В кабинете горела одна большая лампа под абажуром, который сосредоточивал свет в небольшом кругу. Мы сели с ним у камина: я боком, а он спиною к лампе. Лицо его было так слабо озарено багровым отблеском кокса, что я не мог хорошо разглядеть выражения.
– Да, – продолжал он, вздохнув, – наделали они мне в ту пору хлопот! Благодаря им и только им одним, я вынужден был показать это письмо, которое прекратило следствие… Ты имеешь понятие, как это было? Постой, я тебе расскажу, только на вот, сперва прочти.
Он достал из стола письмо Ольги, то самое, о котором писал мне Z**. Он не мог ничего хуже выдумать, но об этом после.
– Ну что? – спросил он, когда я кончил. – Ясно, не правда ли?
– Ужасно! – вырвалось у меня. Но он не понял, к чему это относится.
– Да, – повторил он, – ужасно! И тем ужаснее для меня, что я оплошал в этом случае. Я никогда не прощу себе, что отложил это дело.

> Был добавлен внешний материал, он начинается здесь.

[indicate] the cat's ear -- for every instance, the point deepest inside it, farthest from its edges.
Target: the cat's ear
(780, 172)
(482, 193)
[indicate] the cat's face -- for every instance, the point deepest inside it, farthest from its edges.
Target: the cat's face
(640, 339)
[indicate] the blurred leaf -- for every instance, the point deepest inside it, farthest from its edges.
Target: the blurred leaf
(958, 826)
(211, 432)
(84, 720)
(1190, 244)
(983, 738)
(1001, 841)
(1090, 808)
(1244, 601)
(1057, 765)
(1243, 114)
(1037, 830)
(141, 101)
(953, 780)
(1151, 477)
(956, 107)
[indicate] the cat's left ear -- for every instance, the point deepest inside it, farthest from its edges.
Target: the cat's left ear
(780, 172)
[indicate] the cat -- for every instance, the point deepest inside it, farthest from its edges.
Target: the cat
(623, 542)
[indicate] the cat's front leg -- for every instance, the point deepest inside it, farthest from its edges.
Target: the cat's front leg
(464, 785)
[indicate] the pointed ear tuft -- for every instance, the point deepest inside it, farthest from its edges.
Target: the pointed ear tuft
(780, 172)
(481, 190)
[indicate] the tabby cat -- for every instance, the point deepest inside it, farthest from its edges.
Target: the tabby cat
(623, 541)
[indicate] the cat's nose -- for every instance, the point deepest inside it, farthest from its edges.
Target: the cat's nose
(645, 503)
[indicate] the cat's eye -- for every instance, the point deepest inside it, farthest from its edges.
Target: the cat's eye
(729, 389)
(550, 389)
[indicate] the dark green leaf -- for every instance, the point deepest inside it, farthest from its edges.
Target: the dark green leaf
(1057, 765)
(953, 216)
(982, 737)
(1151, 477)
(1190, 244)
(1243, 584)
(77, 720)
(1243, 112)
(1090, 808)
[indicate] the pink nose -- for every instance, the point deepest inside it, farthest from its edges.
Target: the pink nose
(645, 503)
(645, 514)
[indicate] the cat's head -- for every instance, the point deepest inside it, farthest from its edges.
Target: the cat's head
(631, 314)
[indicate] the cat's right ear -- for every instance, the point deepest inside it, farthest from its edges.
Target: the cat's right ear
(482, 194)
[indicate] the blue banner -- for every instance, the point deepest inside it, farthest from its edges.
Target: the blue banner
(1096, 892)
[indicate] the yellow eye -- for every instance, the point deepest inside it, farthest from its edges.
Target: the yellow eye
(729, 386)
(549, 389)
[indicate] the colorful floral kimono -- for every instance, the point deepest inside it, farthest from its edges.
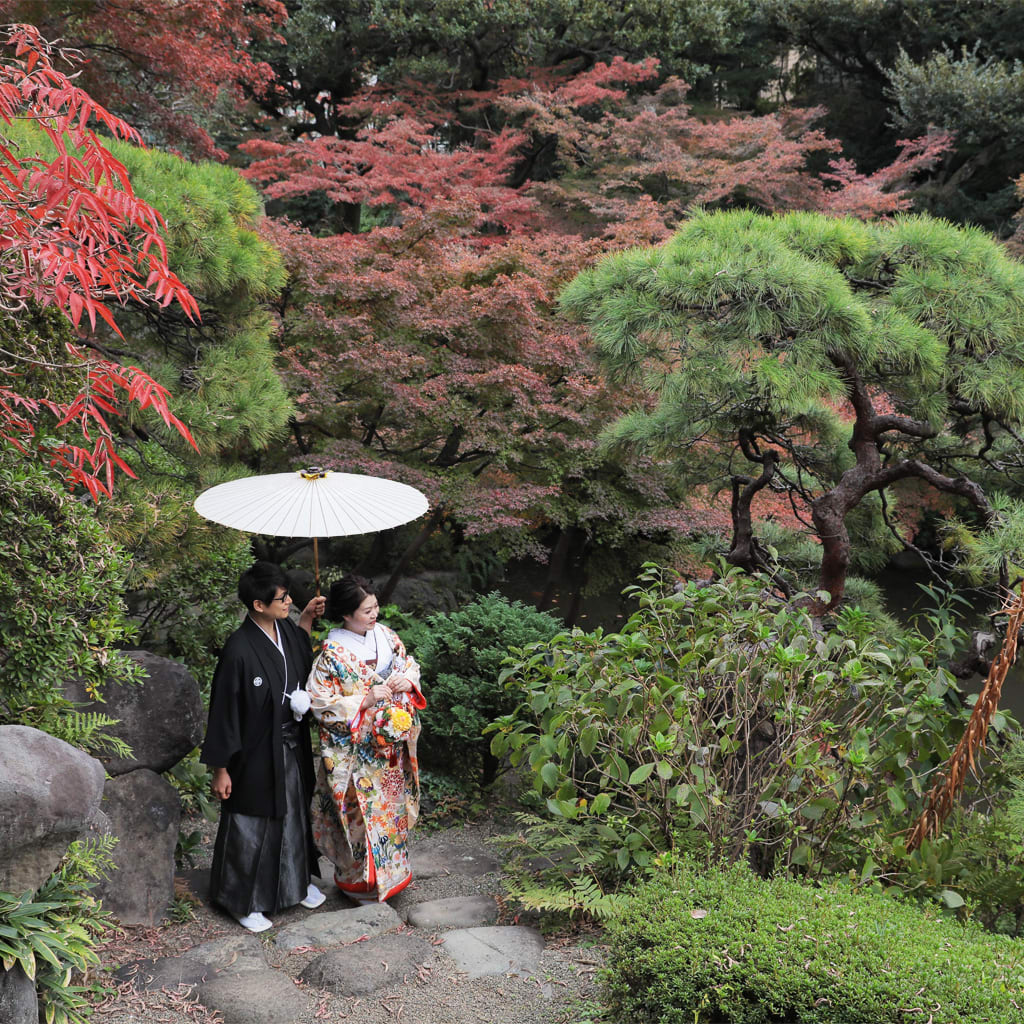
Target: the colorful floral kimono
(368, 784)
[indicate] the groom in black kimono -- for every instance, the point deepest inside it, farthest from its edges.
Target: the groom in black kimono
(257, 742)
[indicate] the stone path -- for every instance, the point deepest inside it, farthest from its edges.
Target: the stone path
(439, 952)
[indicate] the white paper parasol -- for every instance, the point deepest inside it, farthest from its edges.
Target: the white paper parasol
(311, 503)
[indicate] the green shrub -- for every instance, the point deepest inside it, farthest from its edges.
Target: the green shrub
(727, 947)
(51, 934)
(61, 604)
(720, 709)
(461, 654)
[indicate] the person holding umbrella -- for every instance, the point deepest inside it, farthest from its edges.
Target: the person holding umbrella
(366, 693)
(260, 752)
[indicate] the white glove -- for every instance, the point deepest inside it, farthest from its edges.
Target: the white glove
(300, 701)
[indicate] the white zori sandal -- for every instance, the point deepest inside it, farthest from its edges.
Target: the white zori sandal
(255, 922)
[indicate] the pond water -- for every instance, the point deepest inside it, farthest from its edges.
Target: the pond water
(901, 584)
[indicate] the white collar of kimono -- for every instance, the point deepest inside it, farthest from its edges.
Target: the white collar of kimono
(366, 648)
(279, 641)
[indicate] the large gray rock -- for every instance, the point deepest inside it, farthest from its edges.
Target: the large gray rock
(17, 997)
(483, 952)
(265, 997)
(455, 911)
(161, 718)
(365, 967)
(49, 792)
(338, 927)
(449, 861)
(144, 811)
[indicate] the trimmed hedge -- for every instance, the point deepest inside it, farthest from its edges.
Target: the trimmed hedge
(727, 947)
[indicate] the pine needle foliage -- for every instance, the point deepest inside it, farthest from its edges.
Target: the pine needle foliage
(814, 337)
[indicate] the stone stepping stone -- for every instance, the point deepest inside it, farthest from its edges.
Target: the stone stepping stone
(483, 952)
(338, 927)
(366, 967)
(456, 911)
(230, 956)
(455, 860)
(265, 996)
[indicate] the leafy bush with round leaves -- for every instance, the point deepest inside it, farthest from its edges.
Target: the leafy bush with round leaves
(461, 654)
(722, 709)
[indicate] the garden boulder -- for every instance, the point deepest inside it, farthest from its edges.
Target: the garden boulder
(49, 793)
(144, 812)
(161, 718)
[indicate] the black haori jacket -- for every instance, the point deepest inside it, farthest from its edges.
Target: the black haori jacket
(246, 714)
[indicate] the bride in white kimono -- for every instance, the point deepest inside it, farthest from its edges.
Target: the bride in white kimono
(366, 693)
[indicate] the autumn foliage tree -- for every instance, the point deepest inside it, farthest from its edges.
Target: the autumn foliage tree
(174, 69)
(426, 345)
(75, 238)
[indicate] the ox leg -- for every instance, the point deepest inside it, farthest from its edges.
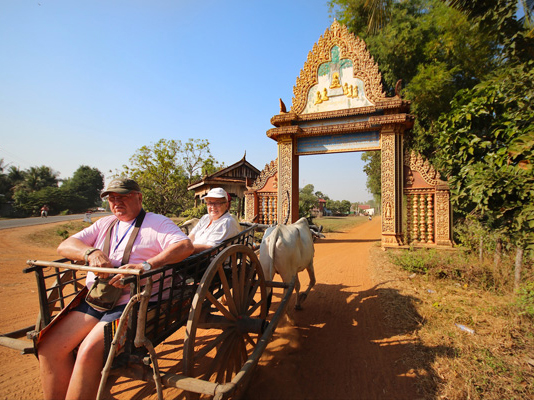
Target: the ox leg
(297, 291)
(311, 273)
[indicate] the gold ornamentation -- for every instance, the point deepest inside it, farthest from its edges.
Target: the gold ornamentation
(285, 175)
(318, 99)
(325, 97)
(416, 162)
(352, 48)
(270, 170)
(335, 81)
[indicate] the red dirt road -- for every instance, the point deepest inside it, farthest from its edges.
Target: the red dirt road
(338, 347)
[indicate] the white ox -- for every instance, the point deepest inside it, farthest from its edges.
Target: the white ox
(287, 250)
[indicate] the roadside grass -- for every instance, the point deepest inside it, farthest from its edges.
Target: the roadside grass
(339, 224)
(54, 235)
(471, 336)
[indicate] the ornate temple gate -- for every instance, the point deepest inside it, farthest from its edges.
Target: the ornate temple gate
(339, 106)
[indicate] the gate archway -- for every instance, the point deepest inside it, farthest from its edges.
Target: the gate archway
(339, 106)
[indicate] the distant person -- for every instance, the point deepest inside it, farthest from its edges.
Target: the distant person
(156, 242)
(44, 211)
(87, 217)
(217, 225)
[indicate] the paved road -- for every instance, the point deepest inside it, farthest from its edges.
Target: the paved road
(19, 222)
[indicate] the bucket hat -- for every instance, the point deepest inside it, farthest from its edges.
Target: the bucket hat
(121, 186)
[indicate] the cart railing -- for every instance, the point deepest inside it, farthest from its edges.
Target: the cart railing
(176, 284)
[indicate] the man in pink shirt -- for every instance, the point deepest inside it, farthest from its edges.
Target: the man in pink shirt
(158, 242)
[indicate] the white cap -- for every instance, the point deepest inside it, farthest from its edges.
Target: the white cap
(217, 193)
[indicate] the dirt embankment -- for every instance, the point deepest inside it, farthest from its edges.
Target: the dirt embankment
(338, 347)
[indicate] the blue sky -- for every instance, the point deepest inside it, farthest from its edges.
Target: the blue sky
(89, 83)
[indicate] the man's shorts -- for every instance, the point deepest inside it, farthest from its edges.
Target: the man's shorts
(106, 316)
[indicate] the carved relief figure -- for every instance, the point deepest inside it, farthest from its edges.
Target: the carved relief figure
(325, 95)
(355, 92)
(388, 210)
(335, 81)
(318, 99)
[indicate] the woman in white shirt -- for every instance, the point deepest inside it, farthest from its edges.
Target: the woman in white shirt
(217, 225)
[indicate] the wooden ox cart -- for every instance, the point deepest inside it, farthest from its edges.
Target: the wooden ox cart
(218, 297)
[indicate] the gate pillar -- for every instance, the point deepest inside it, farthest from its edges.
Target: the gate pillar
(392, 185)
(288, 181)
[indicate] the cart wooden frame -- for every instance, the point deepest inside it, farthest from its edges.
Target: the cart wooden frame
(221, 291)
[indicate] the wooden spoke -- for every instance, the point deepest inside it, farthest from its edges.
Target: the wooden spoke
(220, 307)
(231, 298)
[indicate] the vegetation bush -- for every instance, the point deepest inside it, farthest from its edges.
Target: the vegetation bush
(194, 212)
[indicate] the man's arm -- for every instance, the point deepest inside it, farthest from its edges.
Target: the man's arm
(75, 249)
(176, 252)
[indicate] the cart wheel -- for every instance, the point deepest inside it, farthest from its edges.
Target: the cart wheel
(227, 317)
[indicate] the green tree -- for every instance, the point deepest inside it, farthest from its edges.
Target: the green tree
(486, 149)
(307, 200)
(434, 49)
(165, 169)
(88, 183)
(373, 168)
(5, 184)
(197, 159)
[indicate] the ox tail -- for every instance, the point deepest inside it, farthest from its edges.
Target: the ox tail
(272, 247)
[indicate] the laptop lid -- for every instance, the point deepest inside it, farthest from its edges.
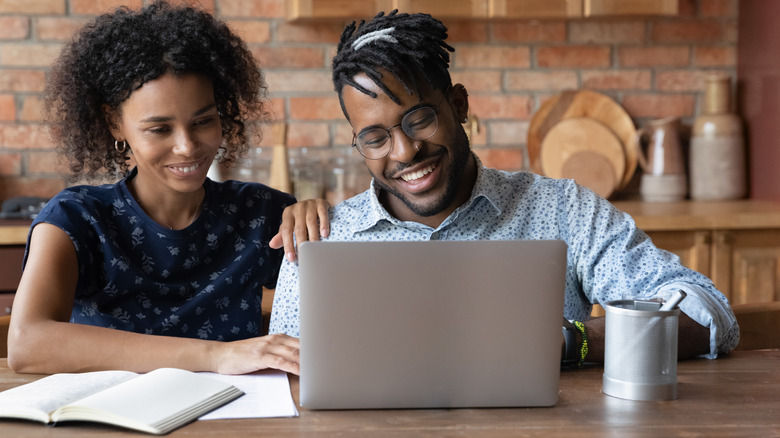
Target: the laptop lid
(439, 324)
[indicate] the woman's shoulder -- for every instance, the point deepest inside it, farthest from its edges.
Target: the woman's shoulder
(248, 194)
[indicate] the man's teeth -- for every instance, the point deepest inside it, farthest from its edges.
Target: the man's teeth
(186, 169)
(419, 174)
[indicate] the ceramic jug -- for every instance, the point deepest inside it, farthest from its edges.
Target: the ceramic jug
(661, 158)
(717, 154)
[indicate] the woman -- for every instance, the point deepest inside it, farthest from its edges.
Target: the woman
(165, 267)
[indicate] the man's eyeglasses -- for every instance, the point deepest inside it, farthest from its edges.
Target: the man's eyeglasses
(418, 124)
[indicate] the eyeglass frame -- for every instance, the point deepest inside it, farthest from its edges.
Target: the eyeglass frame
(412, 110)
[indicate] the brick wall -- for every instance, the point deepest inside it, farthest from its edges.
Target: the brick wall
(653, 66)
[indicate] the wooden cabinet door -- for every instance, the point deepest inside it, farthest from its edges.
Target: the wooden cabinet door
(746, 265)
(443, 9)
(332, 9)
(597, 8)
(693, 247)
(535, 8)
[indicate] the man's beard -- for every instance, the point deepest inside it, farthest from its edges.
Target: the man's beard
(454, 174)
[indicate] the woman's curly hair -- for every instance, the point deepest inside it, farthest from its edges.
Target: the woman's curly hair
(119, 52)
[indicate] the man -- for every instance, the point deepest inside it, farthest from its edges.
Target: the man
(391, 75)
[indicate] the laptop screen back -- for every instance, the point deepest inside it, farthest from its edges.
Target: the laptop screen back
(439, 324)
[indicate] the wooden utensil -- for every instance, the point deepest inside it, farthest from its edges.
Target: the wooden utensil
(280, 167)
(586, 150)
(583, 103)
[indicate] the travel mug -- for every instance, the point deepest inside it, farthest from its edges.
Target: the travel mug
(640, 351)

Я должен был ехать к ней в Р** немедленно, добиться, что это значит, и успокоить ее. Только мне в голову не пришло. Я думал, что она так, дурит… Сам посуди: мог ли я верить этому? Мог ли я допустить, хоть на минуту, чтобы она, в здравом уме и в памяти, не только решилась сделать такую глупость, а даже имела ее серьезно в виду?… Из-за чего? – После я понял из-за чего, но в ту пору я был, ей Богу, во всех отношениях за тысячу верст…
Он замолчал и задумался.
– Она писала тебе перед этим? – спросил он минуту спустя.
– Писала раз.
– Ах да, кстати, скажи, пожалуйста, ты был у нее в последний приезд?
– Был.
– И ничего не заметил?
– Ничего, что могло бы навесть на мысль о подобной развязке. Она тосковала, и я нашел ее очень переменившеюся с лица…
21
Полицейский сыщик, герой одноименного романа французского писателя Эмиля Габорио (1832 – 1873).
22
Лучше поздно, чем никогда, дорогой мой. (фр.).